Des performances particulières
Les humains et les modèles ont vu des paires d'images transformées identiques, sauf qu'une image avait un objet cible situé en périphérie. Ensuite, chaque participant devait choisir l’image avec l’objet cible.
« Une chose qui nous a vraiment surpris, c'est à quel point les gens étaient doués pour détecter les objets à leur périphérie. Nous avons parcouru au moins 10 séries d’images différentes qui étaient tout simplement trop faciles. Nous devions constamment utiliser des objets de plus en plus petits », ajoute Harrington.
Les chercheurs ont découvert que la formation de modèles à partir de zéro avec leur ensemble de données entraînait les plus grandes améliorations de performances, améliorant ainsi leur capacité à détecter et à reconnaître les objets. Le réglage fin d'un modèle avec leur ensemble de données, un processus qui implique de peaufiner un modèle pré-entraîné afin qu'il puisse effectuer une nouvelle tâche, a entraîné des gains de performances moindres.
Mais dans tous les cas, les machines n’étaient pas aussi performantes que les humains, et elles étaient particulièrement mauvaises pour détecter les objets situés à la périphérie la plus éloignée. Leurs performances ne suivaient pas non plus les mêmes schémas que celles des humains.
« Cela pourrait suggérer que les modèles n’utilisent pas le contexte de la même manière que les humains pour effectuer ces tâches de détection. La stratégie des modèles pourrait être différente », explique Harrington.
Les chercheurs prévoient de continuer à explorer ces différences, dans le but de trouver un modèle capable de prédire les performances humaines dans la périphérie visuelle. Cela pourrait permettre à des systèmes d’IA d’alerter les conducteurs sur des dangers qu’ils pourraient ne pas voir, par exemple. Ils espèrent également inspirer d’autres chercheurs à mener des études supplémentaires sur la vision par ordinateur avec leur ensemble de données accessible au public.

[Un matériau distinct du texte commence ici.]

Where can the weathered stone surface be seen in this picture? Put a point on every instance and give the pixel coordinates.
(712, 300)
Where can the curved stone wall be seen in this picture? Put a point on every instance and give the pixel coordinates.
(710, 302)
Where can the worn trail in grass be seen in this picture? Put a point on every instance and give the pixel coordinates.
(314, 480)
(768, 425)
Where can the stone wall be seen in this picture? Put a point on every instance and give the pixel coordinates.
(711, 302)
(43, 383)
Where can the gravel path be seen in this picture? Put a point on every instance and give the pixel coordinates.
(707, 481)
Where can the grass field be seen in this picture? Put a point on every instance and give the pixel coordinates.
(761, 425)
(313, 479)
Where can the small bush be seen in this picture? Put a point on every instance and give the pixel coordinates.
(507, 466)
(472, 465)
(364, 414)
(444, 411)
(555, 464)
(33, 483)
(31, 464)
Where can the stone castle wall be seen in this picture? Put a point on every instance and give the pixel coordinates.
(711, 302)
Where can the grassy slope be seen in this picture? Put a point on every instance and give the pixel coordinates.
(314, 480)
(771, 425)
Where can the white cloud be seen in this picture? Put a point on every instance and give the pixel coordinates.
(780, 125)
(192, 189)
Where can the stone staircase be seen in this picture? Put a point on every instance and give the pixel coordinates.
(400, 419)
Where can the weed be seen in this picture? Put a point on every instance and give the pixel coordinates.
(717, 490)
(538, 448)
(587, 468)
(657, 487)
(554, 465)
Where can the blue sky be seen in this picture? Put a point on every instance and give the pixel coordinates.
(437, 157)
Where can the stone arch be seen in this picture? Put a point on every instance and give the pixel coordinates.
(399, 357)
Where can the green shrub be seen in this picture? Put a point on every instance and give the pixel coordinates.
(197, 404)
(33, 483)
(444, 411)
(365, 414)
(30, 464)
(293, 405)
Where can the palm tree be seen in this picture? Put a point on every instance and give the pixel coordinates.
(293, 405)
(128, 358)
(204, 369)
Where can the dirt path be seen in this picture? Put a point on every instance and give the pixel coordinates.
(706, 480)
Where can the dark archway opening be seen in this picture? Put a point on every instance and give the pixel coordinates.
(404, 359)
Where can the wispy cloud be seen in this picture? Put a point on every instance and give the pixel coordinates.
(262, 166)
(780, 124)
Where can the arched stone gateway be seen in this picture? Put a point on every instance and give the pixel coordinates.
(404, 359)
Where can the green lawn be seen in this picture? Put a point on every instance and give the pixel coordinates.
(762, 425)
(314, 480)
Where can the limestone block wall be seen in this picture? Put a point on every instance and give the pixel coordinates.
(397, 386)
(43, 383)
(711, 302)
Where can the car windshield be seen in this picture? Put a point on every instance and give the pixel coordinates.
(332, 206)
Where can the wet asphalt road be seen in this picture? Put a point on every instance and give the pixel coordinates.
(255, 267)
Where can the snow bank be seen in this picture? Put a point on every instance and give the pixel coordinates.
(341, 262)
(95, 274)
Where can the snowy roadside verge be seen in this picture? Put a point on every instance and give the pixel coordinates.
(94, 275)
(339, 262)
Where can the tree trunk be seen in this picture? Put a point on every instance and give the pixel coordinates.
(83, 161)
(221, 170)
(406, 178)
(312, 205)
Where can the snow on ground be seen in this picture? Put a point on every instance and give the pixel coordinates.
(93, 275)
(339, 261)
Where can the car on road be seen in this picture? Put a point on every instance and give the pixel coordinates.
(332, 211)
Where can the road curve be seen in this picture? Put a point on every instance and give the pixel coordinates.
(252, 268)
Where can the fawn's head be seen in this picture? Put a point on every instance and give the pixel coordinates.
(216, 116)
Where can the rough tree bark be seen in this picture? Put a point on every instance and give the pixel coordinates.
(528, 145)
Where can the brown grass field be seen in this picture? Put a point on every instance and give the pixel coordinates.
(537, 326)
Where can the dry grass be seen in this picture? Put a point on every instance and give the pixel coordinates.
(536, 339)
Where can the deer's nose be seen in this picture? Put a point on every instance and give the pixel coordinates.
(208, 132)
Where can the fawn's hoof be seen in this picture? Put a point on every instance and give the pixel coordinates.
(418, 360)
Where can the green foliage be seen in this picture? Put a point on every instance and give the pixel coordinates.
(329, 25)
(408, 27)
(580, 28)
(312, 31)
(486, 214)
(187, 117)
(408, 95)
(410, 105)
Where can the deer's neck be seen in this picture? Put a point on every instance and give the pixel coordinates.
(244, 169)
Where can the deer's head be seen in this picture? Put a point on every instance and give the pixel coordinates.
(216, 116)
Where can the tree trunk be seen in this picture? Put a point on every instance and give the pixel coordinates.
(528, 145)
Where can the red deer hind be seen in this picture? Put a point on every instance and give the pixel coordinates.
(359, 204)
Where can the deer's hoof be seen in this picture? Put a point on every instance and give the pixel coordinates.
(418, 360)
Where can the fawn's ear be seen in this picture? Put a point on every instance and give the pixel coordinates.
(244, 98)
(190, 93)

« Ce travail est important car il contribue à notre compréhension que la vision humaine en périphérie ne doit pas être considérée comme une simple vision appauvrie en raison des limites du nombre de photorécepteurs dont nous disposons, mais plutôt comme une représentation optimisée pour que nous puissions effectuer des tâches réelles. -conséquence mondiale », explique Justin Gardner, professeur agrégé au département de psychologie de l'université de Stanford qui n'a pas participé à ce travail. « De plus, les travaux montrent que les modèles de réseaux neuronaux, malgré leurs progrès ces dernières années, sont incapables d’égaler les performances humaines à cet égard, ce qui devrait conduire à davantage de recherches sur l’IA pour tirer les leçons des neurosciences de la vision humaine. Ces recherches futures seront grandement facilitées par la base de données d’images fournies par les auteurs pour imiter la vision humaine périphérique.
Ce travail est soutenu, en partie, par le Toyota Research Institute et la bourse MIT CSAIL METEOR.